I just send you an mail, hope it helps.
Chris Wadge
15 August 2014, 02:49
Along the lines of what Marc Abel said, I'm also wondering about memory fragmentation. Is the bug reporter using an archaic kernel (<3.0)? The 2.6.18 kernel, which is 8 years old now (and a bit like The Thing That Wouldn't Die), had a lot of memory fragmentation issues. Modern kernels handle this markedly better.

To address Marco's question, most of what I did while testing Hiawatha at scale applies to scaling any network application. Simple systems stuff like making sure you have enough free sockets (I had to plumb two interfaces to support that many at once), that your network will support that many simultaneous connections from end to end, setting the ulimit values for the busy daemons to make sure they don't get choked by system policies, etc. The hardest part wasn't scaling Hiawatha, but generating enough test traffic without overwhelming the scripting languages most tools are written in. If you need more specific pointers, feel free to email me and we can take it offline: cwadge at gmail dot com.
Mario Schmitt
15 August 2014, 03:05
Isn't this an example for »it isn't a bug it's a feature«? http://www.linuxatemyram.com/
Chris Wadge
15 August 2014, 04:43
@Mario, unless it's fragmentation masquerading as a leak, my thoughts exactly. I've never observed any leaks in Hiawatha on very long running daemons (I know of at least one that's been running for 14 months solid unmaintained, without so much as a restart), nor in situations where Hiawatha's being asked to serve more clients than a webserver should rationally be expected to do.
Dave
15 August 2014, 05:16
Supposedly, mmap'd memory will go back to the OS. I haven't tried it, but came up in a Google interview. Give it a whirl if you can.
J.L.
29 August 2014, 16:50
Thanks, this article really shows you're commited to providing a trustworthy product.
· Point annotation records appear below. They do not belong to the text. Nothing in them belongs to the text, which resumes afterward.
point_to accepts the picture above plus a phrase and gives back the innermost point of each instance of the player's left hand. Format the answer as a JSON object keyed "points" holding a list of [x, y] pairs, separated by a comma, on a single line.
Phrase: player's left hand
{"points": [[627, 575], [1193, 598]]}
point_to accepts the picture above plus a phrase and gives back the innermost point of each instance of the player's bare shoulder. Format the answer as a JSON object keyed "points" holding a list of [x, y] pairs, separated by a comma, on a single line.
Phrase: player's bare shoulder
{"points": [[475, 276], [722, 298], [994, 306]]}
1. I assume this article might do the trick for you. This is common for apps on a Linux/Unix system. However the memory usage should be 'real' to the applications but 'seems unreal' to the OS tools. I once learned of a way by using syscalls to get real memory usage but could not find a suitable thread asap.
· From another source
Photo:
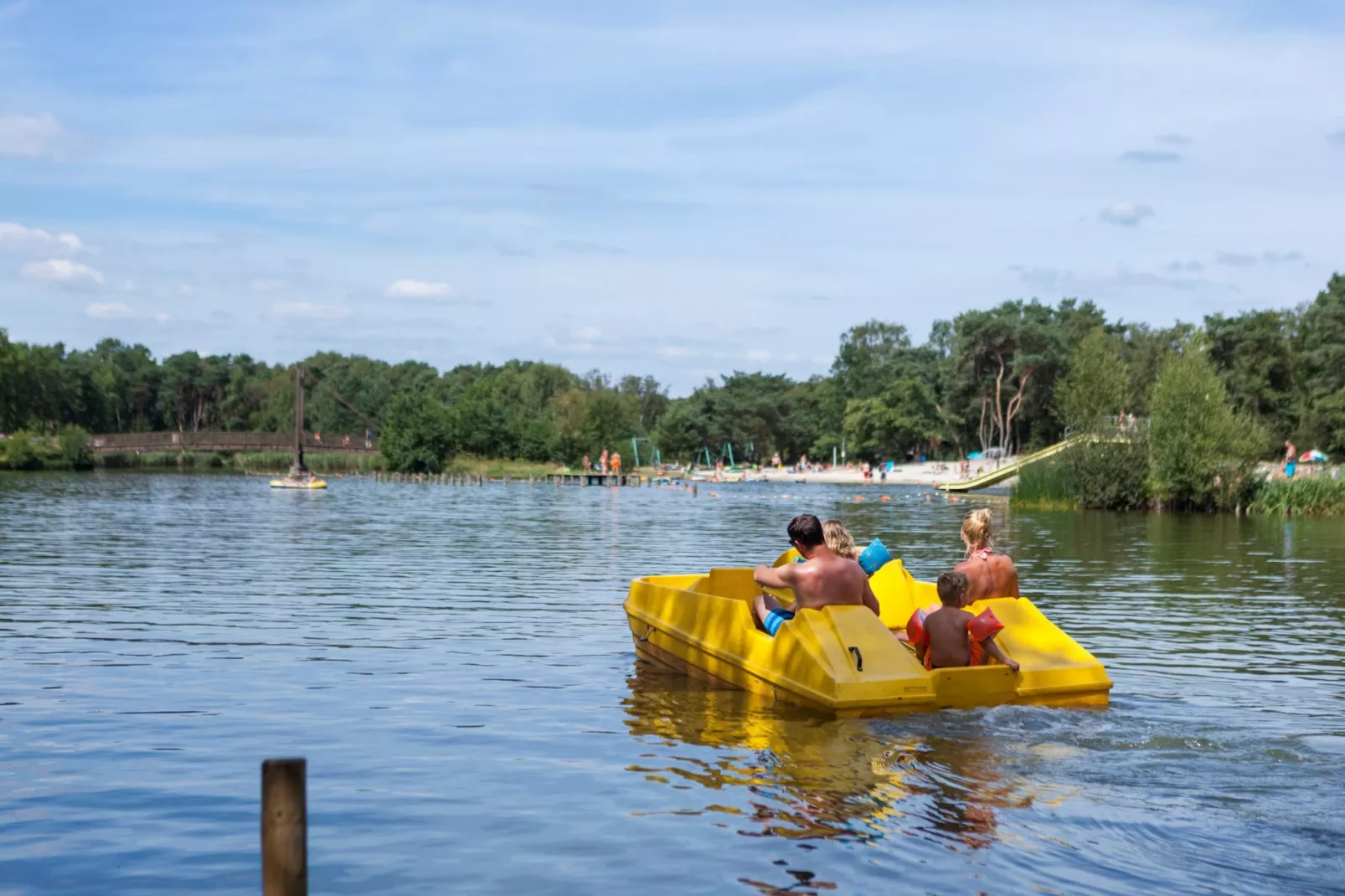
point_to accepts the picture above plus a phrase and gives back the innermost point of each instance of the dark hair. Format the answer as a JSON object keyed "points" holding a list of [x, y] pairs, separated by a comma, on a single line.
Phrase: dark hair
{"points": [[806, 530], [952, 585]]}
http://unix.stackexchange.com/questions/14102/real-memory-usage

2. Could it be www.musl-libc.org could be of interest to the hiawatha project ?

Thanks again
René Schipp von Branitz Nielsen
20 May 2016, 16:43
I also observed what looked like a memory leak from Hiawatha and found a way to reproduce it on our embedded system: From a client, repeatedly open and close connections without sending data.
Every ~400 times, the device seemed to leak around 28 Kbytes, but what actually happened was that Hiawatha - for each connection attempt - added 70 bytes of text ("10.10.137.1|Thu 01 Jan 1970 00:19:02 +0000|Silent client disconnected") to its system log file, which by default is located in /var/log/system.log.

Since /var/log is a ramfs on our device, the memory slowly disappeared. The fix was to change hiawatha.conf to have SystemLogfile, GarbageLogfile and ErrorLogfile point to /dev/null (and AccessLogfile be "none").
Hugo Leisink
20 May 2016, 23:16
I've done some testing, but can't confirm any memory leak. If you edit config.h.in, enable the ENABLE_DEBUG flag, recompile and run that binary with the -d command line option, it will show you Hiawatha's memory usage.
René Schipp von Branitz Nielsen
21 May 2016, 11:04
I'm not sure if you replied to my post, Hugo, but I didn't imply a memory leak - on the contrary, I just gave a hint as to what could cause memory consumption - namely growing logs.